# A/B Testing Conversion Rate Optimization

In this notebook we’ll go over the process of analysing an A/B experiment, from formulating a hypothesis, testing it, and finally interpreting results.

**Potential scenario**: Let’s imagine you work on the product team at a medium-sized online e-commerce business. The UX designer worked really hard on a new version of the product page, with the hope that it will lead to a higher conversion rate. The product manager (PM) told you that the current conversion rate is about 13% on average throughout the year, and that the team would be happy with an increase of 2%, meaning that the new design will be considered a success if it raises the conversion rate to 15%.

Before rolling out the change, the team would be more comfortable testing it on a small number of users to see how it performs, so you suggest running an A/B test on a subset of your user base users.

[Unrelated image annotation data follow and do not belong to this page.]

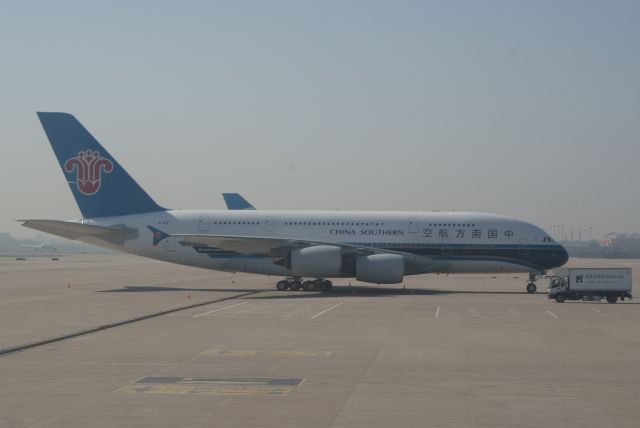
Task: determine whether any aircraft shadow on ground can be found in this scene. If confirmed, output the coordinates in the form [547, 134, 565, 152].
[97, 285, 526, 300]
[96, 285, 258, 293]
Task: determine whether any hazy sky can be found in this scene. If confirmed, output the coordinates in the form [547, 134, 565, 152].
[0, 0, 640, 237]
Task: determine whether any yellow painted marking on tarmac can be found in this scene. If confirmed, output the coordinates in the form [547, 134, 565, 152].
[200, 349, 331, 358]
[113, 384, 295, 396]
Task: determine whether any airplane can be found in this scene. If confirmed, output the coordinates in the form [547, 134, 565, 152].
[20, 112, 568, 293]
[222, 193, 256, 210]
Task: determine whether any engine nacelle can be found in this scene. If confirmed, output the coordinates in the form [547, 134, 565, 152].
[291, 245, 342, 278]
[356, 254, 404, 284]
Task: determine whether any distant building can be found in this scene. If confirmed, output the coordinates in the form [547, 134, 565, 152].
[601, 233, 640, 253]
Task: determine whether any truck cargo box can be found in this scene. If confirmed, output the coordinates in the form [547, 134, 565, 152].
[555, 268, 632, 292]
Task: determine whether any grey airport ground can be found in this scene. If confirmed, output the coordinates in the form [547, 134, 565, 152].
[0, 255, 640, 428]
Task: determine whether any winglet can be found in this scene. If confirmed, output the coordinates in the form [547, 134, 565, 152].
[222, 193, 255, 210]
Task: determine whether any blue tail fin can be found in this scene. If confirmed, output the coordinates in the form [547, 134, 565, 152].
[222, 193, 255, 210]
[38, 112, 164, 217]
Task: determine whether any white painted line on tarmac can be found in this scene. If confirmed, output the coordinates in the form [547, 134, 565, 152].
[193, 302, 249, 318]
[309, 302, 342, 320]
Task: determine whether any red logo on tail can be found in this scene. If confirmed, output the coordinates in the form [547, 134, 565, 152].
[64, 150, 113, 196]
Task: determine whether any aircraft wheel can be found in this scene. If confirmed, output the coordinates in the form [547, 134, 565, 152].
[276, 279, 291, 291]
[320, 280, 333, 293]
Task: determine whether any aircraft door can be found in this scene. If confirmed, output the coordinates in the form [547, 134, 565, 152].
[164, 236, 176, 253]
[518, 239, 529, 256]
[409, 217, 420, 233]
[440, 234, 453, 256]
[198, 215, 209, 232]
[264, 216, 276, 232]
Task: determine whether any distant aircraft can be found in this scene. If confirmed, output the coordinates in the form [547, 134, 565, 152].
[222, 193, 255, 210]
[20, 236, 58, 251]
[23, 113, 568, 293]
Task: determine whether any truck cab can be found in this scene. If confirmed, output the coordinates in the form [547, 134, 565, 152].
[547, 268, 633, 303]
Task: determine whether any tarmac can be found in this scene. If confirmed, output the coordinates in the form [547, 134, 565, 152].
[0, 255, 640, 428]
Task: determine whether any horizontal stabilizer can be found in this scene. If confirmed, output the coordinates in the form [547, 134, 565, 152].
[20, 220, 138, 245]
[222, 193, 256, 210]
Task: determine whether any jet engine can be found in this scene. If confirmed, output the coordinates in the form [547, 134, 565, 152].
[291, 245, 342, 278]
[356, 254, 404, 284]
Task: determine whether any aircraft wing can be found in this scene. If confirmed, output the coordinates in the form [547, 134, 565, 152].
[20, 220, 138, 245]
[168, 234, 450, 273]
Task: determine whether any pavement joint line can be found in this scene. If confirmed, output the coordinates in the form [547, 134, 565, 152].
[0, 290, 263, 357]
[193, 302, 248, 318]
[309, 302, 342, 320]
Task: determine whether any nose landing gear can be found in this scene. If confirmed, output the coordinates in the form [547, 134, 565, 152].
[527, 273, 538, 294]
[276, 278, 333, 293]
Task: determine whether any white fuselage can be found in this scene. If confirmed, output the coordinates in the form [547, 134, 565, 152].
[80, 210, 567, 276]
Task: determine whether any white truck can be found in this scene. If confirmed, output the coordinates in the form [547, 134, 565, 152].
[547, 268, 633, 303]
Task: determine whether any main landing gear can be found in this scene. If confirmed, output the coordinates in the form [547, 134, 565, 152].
[276, 278, 333, 293]
[527, 273, 538, 293]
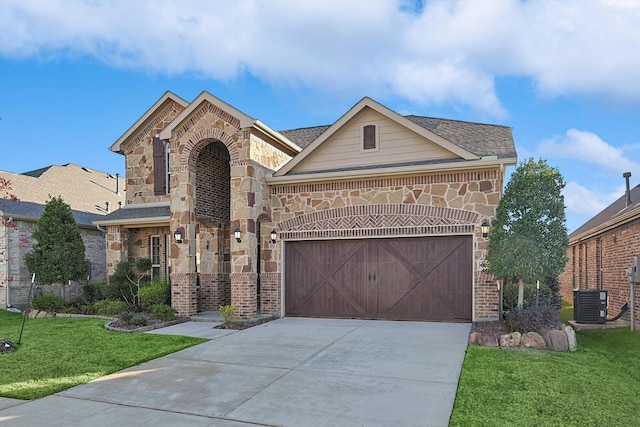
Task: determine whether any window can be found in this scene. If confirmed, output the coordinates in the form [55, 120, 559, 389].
[153, 138, 167, 196]
[362, 125, 376, 150]
[149, 236, 161, 279]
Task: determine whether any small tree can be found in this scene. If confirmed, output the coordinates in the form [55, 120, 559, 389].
[486, 159, 569, 307]
[24, 197, 90, 298]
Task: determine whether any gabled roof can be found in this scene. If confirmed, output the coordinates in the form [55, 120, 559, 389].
[109, 91, 189, 153]
[0, 163, 125, 214]
[0, 199, 102, 228]
[569, 184, 640, 242]
[94, 202, 171, 226]
[273, 97, 516, 177]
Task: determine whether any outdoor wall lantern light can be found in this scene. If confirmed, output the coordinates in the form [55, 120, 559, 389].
[173, 228, 182, 243]
[480, 221, 491, 237]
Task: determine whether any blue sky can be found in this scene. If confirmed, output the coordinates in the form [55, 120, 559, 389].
[0, 0, 640, 234]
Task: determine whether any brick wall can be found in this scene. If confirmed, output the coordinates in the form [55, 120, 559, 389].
[560, 220, 640, 322]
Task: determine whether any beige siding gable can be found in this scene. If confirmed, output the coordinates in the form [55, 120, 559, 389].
[291, 107, 460, 173]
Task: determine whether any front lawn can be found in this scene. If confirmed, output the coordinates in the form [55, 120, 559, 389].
[450, 329, 640, 426]
[0, 310, 206, 399]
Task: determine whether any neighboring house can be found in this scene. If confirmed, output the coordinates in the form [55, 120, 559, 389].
[96, 92, 516, 321]
[0, 164, 124, 309]
[560, 177, 640, 328]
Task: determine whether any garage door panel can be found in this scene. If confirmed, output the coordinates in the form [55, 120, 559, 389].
[285, 236, 473, 321]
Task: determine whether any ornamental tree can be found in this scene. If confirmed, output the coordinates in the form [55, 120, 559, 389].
[24, 197, 90, 289]
[486, 158, 569, 308]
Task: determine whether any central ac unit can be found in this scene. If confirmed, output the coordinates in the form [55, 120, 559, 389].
[573, 289, 607, 323]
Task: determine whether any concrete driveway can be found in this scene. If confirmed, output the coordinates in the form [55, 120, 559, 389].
[0, 318, 470, 427]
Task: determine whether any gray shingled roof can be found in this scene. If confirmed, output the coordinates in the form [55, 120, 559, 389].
[280, 115, 517, 159]
[569, 184, 640, 239]
[97, 205, 171, 223]
[0, 199, 104, 227]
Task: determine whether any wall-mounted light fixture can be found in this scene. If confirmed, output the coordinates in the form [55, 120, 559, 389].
[480, 220, 491, 237]
[173, 227, 183, 243]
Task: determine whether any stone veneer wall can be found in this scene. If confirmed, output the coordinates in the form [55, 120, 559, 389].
[560, 220, 640, 325]
[265, 169, 502, 319]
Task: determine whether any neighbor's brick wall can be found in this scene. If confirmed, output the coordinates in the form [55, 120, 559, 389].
[560, 221, 640, 322]
[0, 221, 107, 308]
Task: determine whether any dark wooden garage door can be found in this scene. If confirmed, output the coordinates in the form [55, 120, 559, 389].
[285, 236, 473, 322]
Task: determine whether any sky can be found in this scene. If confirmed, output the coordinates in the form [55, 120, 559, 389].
[0, 0, 640, 231]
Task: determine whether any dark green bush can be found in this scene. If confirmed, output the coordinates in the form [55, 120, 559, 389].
[504, 305, 560, 334]
[138, 280, 171, 311]
[31, 292, 69, 312]
[129, 314, 149, 326]
[82, 282, 106, 302]
[503, 282, 559, 311]
[118, 310, 134, 323]
[93, 299, 128, 316]
[151, 304, 176, 322]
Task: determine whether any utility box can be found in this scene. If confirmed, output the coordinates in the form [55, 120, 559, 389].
[573, 289, 607, 323]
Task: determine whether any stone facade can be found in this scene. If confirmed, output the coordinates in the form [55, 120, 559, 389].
[105, 93, 515, 319]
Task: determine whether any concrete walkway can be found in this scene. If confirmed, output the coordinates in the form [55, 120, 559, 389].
[0, 318, 470, 427]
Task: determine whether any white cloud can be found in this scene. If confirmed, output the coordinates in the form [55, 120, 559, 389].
[0, 0, 640, 117]
[538, 129, 640, 174]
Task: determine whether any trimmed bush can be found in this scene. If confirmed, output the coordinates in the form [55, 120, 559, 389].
[138, 280, 171, 311]
[31, 292, 69, 312]
[151, 304, 176, 322]
[93, 299, 128, 316]
[504, 305, 560, 334]
[129, 314, 149, 326]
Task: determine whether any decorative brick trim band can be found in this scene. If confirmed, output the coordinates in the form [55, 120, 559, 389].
[127, 102, 184, 150]
[229, 273, 258, 283]
[175, 102, 240, 139]
[280, 224, 475, 240]
[271, 169, 498, 195]
[260, 272, 282, 283]
[180, 127, 239, 167]
[278, 203, 480, 232]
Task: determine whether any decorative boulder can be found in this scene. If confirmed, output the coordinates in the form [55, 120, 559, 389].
[500, 332, 522, 347]
[564, 326, 578, 351]
[520, 332, 547, 348]
[478, 334, 498, 347]
[544, 329, 569, 351]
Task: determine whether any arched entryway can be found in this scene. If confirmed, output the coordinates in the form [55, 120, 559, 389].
[194, 141, 231, 311]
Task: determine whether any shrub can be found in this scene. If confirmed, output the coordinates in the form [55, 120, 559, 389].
[118, 310, 133, 323]
[138, 280, 171, 310]
[503, 282, 559, 310]
[151, 304, 176, 322]
[31, 292, 69, 312]
[218, 305, 236, 323]
[504, 305, 560, 334]
[82, 282, 106, 302]
[93, 299, 128, 316]
[129, 314, 149, 326]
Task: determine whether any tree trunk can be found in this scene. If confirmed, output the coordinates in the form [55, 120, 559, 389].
[518, 279, 524, 308]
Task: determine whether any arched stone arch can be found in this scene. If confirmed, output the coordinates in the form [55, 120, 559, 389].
[278, 204, 481, 239]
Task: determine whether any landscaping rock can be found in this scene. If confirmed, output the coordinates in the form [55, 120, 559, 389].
[544, 329, 569, 351]
[500, 332, 522, 347]
[520, 332, 547, 348]
[564, 326, 578, 351]
[478, 334, 498, 347]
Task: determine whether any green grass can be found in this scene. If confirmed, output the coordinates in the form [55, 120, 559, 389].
[450, 329, 640, 426]
[0, 310, 206, 400]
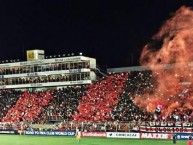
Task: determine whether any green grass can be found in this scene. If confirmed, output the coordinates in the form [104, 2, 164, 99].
[0, 135, 186, 145]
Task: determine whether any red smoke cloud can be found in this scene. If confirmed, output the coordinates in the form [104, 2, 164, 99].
[134, 6, 193, 115]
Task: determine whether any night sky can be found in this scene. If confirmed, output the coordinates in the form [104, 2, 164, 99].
[0, 0, 193, 67]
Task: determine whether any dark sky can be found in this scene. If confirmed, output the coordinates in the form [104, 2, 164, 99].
[0, 0, 193, 67]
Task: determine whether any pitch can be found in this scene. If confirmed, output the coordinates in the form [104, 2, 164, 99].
[0, 135, 186, 145]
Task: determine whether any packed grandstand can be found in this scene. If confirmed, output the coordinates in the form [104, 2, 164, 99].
[0, 50, 193, 132]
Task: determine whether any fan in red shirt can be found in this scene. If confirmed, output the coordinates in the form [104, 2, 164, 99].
[187, 136, 193, 145]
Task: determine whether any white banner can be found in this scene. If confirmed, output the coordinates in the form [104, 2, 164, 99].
[140, 133, 172, 139]
[107, 132, 140, 139]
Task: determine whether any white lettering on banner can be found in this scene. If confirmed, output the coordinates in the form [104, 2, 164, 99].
[140, 133, 172, 139]
[140, 126, 192, 133]
[107, 132, 140, 138]
[81, 132, 106, 137]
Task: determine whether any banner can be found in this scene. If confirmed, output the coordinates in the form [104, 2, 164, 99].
[107, 132, 140, 139]
[176, 133, 193, 140]
[140, 133, 172, 139]
[0, 130, 17, 134]
[25, 131, 76, 136]
[140, 126, 193, 133]
[81, 132, 107, 137]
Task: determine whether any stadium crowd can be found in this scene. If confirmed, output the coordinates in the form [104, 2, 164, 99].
[0, 70, 192, 130]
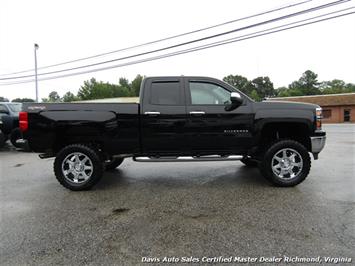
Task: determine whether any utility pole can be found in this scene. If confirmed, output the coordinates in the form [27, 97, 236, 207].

## Designing our experiment

**Formulating a hypothesis** Given we don’t know if the new design will perform better or worse (or the same?) as our current design, we’ll choose a two-tailed test:
$$
H_0: p = p_0
$$
$$
H_1: p\neq p_0
$$
We’ll also set a confidence level of 95%:
$$
\alpha = 0.05
$$

The $\alpha$ value is a threshold we set, by which we say “if the probability of observing a result as extreme or more (p-value) is lower than $\alpha$, then we reject the Null hypothesis”. 

## Choosing the variables
For our test we’ll need two groups:
- A control group - They'll be shown the old design
- A treatment (or experimental) group - They'll be shown the new design

This will be our Independent Variable. The reason we have two groups even though we know the baseline conversion rate is that we want to control for other variables that could have an effect on our results, such as seasonality.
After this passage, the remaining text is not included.